Woman Sold Sugar as Fake Crack, Calls Police
A woman in Springfield, Mo. has been arrested and fined after calling police on a drug dealer that sold her sugar instead of crack cocaine.
Suzanne Basham, 47, told police on Tuesday that she paid a man $40 for what she thought was crack cocaine. However, the drug dealer swindled her and gave her sugar instead.
Sgt. Matt Brown, a police spokesman, says that Basham actually wanted the police to get her drug money back and arrest the dealer for stealing.
Brown said that when the police arrived at Basham's apartment, they found a crack pipe and arrested her for possession of drug paraphernalia. She was also ticketed for misdemeanor drug paraphernalia possession.
Police followed up on Basham's accusations and went to the home where she said she got her fake crack. According to Brown, the police asked a man at the home if Basham's story was true. He denied selling her anything and refused to let investigators search the property.
Basham was also previously arrested in 2010 for drug possession, according to reports.
Missouri is one of the primary markets for illicit drug sales in the Midwest.

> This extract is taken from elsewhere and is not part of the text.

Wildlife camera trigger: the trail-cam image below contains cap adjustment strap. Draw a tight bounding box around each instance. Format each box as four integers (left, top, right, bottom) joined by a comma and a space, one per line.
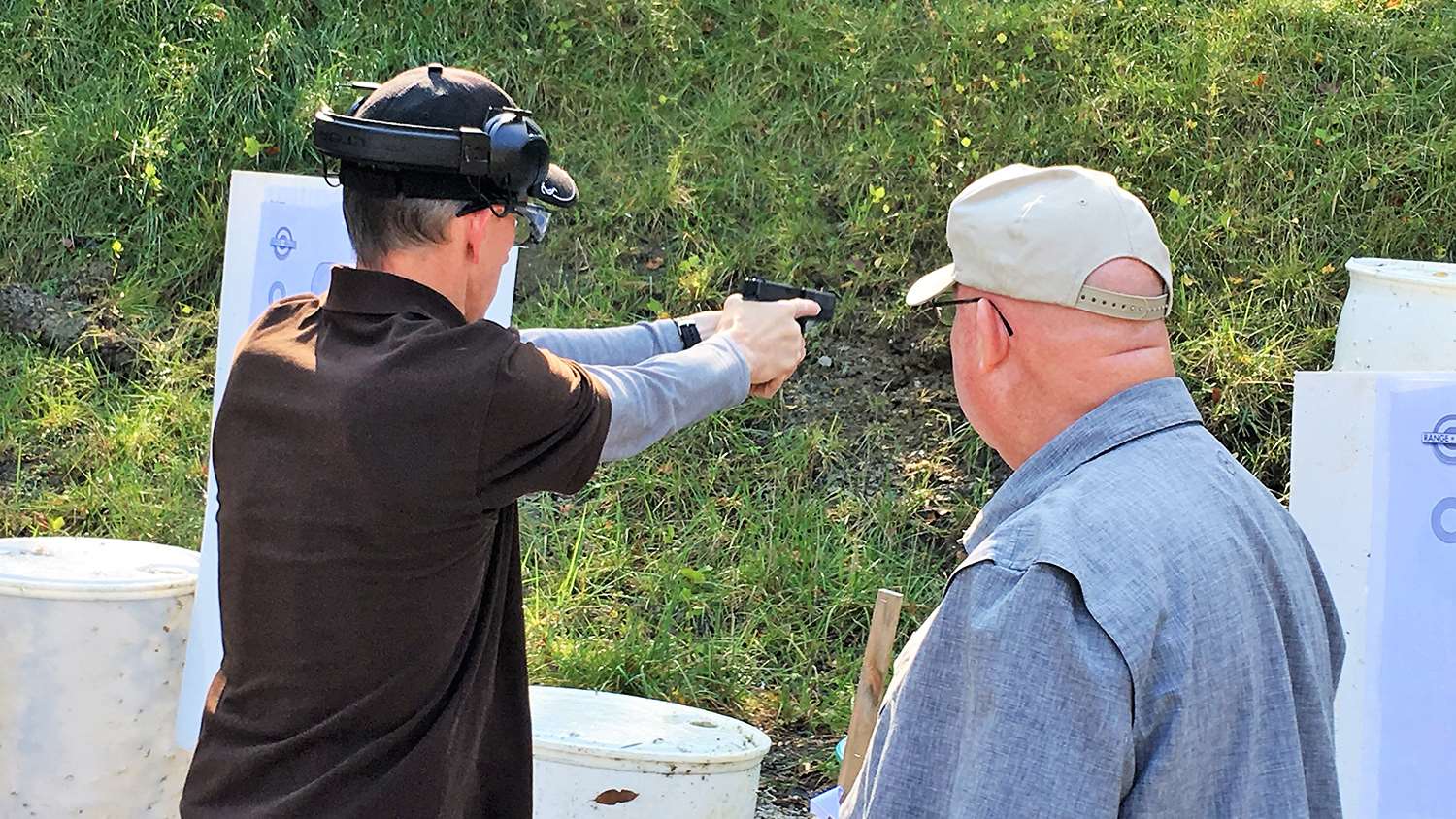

According to the National Drug Intelligence Center, the Kansas City metropolitan area has a population of over 1.6 million residents and is the intersection of many busy highways. These factors make the area a major transshipment market in the country, moving illicit drugs to and from other markets in the West, East and Midwest.
Crack cocaine and methamphetamine are the primary drug threats to the metropolitan area and crack cocaine distribution dominates the inner-city drug markets.
In 2010, a young boy in Missouri made the news after he brought his mother's crack pipe and crack to school, according to the Associated Press. The boy, who was in kindergarten, stunned his teachers at Sweet Springs Elementary School when he brought almost $4,000 worth of crack and a crack pipe into the school for show and tell.